Directed by John Favreau

Running time: 118 minutes

Following decades of wild western confrontation between cowboys and indians, a unifying third presence emerges to get both together – creatures from beyond our world. The high concept Cowboys & Aliens manages quite capably to blend two genres, producing a surprisingly entertaining two hours of screen-time.

Jake Lonergan (Daniel Craig) wakes up in the desert with little knowledge of who he is and how he got there. Despite being confronted by a trio of erstwhile bounty hunters, he dispatches them fairly efficiently, establishing immediately that here is a guy who can handle himself. Wandering into the dusty town of Absolution, Jake discovers that he’s a wanted man - and just when he’s about to be trundled off to the gallows by the town’s sheriff (Keith Carradine), aliens swoop in and save him.

The aliens have landed and have a particular interest in abducting the local dustkickers. But when the loser son of the ruthless local land baron, Col. Woodrow Dolarhyde (Harrison Ford), is captured by the mysterious other-worldly creatures, a posse is formed. The search is on to bring back the missing, come hell or high water as they used to say in them parts.

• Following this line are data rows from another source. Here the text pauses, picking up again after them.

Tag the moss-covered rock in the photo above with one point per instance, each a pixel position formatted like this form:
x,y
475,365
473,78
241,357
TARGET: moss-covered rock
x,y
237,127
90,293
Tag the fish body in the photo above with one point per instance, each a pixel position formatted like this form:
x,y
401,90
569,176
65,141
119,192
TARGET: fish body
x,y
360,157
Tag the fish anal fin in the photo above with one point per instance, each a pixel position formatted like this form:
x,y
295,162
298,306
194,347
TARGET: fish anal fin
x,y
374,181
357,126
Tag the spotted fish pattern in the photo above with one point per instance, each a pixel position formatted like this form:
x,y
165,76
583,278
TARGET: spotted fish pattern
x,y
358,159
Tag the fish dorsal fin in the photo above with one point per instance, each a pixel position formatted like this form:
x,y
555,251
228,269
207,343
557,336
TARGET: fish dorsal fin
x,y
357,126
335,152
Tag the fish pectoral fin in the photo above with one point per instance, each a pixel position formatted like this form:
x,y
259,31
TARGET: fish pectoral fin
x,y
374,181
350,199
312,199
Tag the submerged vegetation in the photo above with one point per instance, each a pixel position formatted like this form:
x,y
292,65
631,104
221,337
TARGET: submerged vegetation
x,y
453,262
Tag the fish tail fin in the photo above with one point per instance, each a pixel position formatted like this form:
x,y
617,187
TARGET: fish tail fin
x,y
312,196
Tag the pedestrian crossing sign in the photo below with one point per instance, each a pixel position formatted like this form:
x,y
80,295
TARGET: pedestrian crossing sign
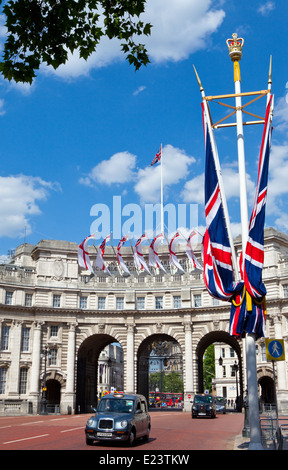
x,y
275,350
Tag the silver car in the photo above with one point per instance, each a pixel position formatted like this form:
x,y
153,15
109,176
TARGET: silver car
x,y
119,417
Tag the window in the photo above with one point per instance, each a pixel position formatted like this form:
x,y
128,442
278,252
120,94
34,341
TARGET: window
x,y
25,337
8,298
119,303
101,303
23,380
158,302
83,302
53,357
177,301
54,331
197,300
56,300
5,337
3,375
140,303
28,300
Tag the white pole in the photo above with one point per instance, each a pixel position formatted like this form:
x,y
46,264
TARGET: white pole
x,y
162,210
235,49
219,177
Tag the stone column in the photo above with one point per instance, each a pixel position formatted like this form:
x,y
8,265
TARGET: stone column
x,y
35,369
130,374
282,394
68,401
15,359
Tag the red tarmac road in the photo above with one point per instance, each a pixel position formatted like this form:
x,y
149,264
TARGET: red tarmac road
x,y
170,431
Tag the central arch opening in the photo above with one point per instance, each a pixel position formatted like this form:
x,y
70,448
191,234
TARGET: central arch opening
x,y
218,338
99,370
160,372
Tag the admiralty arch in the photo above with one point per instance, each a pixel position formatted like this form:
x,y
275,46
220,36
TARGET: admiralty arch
x,y
48,303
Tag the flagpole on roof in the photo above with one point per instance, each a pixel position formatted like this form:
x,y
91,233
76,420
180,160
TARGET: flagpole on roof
x,y
219,176
235,46
162,209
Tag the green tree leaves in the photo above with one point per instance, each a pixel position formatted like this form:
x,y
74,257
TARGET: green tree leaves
x,y
46,30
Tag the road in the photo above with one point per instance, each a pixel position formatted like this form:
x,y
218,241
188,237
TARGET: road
x,y
170,431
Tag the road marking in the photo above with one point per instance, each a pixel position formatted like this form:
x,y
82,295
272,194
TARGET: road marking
x,y
26,439
31,422
73,429
57,419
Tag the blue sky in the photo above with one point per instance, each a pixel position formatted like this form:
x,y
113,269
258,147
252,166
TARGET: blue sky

This sincere attempt by director Jon Favreau (Iron Man) to recreate the look and feel of an authentic Western works well despite the overall clichéd nature of the narrative. Adapted from a popular graphic novel this is an unambitious outing that won’t really spawn many sequels. This likely one-shot genre mash-up borrows more from the Western than from science fiction. While the big bang action conclusion is typical and won’t surprise many cinemagoers, the set-up is intriguing.

Relying on a recognisable cast led by Craig and Ford, it is hard to not recommend the film for the camp value alone. And the script smartly gives Ford a chance to be bad (he’s down-right ruthless early on), and then it gives him an opportunity to redeem himself. Craig is well-cast as the lean, dangerous leading man, who has acquired a futuristic weapon that attaches itself to his wrist. This weapon, probably meant for use by the alien invaders, is wielded better by the trained gun-slinger than any of his clumsy outer space foes, but there is a lot going on in this probably overlong adventure containing arguably too many characters.

And the sheer number of characters introduced is as impressive as it proves distracting. Probably because filmfans are so intimately familiar with typical Western elements, we accept that every Western town has a bar-owner named Doc, a worldly preacher, an honest sheriff, an orphan kid, and a dog. It helps that these roles are filled with familiar faces. Sam Rockwell makes a solid Doc, and the preacher is played by a grizzled, bearded Clancy Brown. Veteran actor Keith Carradine, who has played cowboys before in films like The Long Riders and Deadwood, dials in the right vibe for the sheriff. This experienced talent gives the film a little weight that defies its comic book origins. But that points up the inherent limitations of something as ridiculous sounding as Cowboys & Aliens: it is not meant to be taken seriously, regardless how dedicated its fanbase may be. And although I found the mere entertainment value of the film to be satisfying, it isn’t a transcendent mix of two otherwise important film genres. The movie is at its core an action picture. It’s loud and comically violent and sometimes nice to look at, but it won’t really do down in the pantheon of cinema as the moment that something unique was created.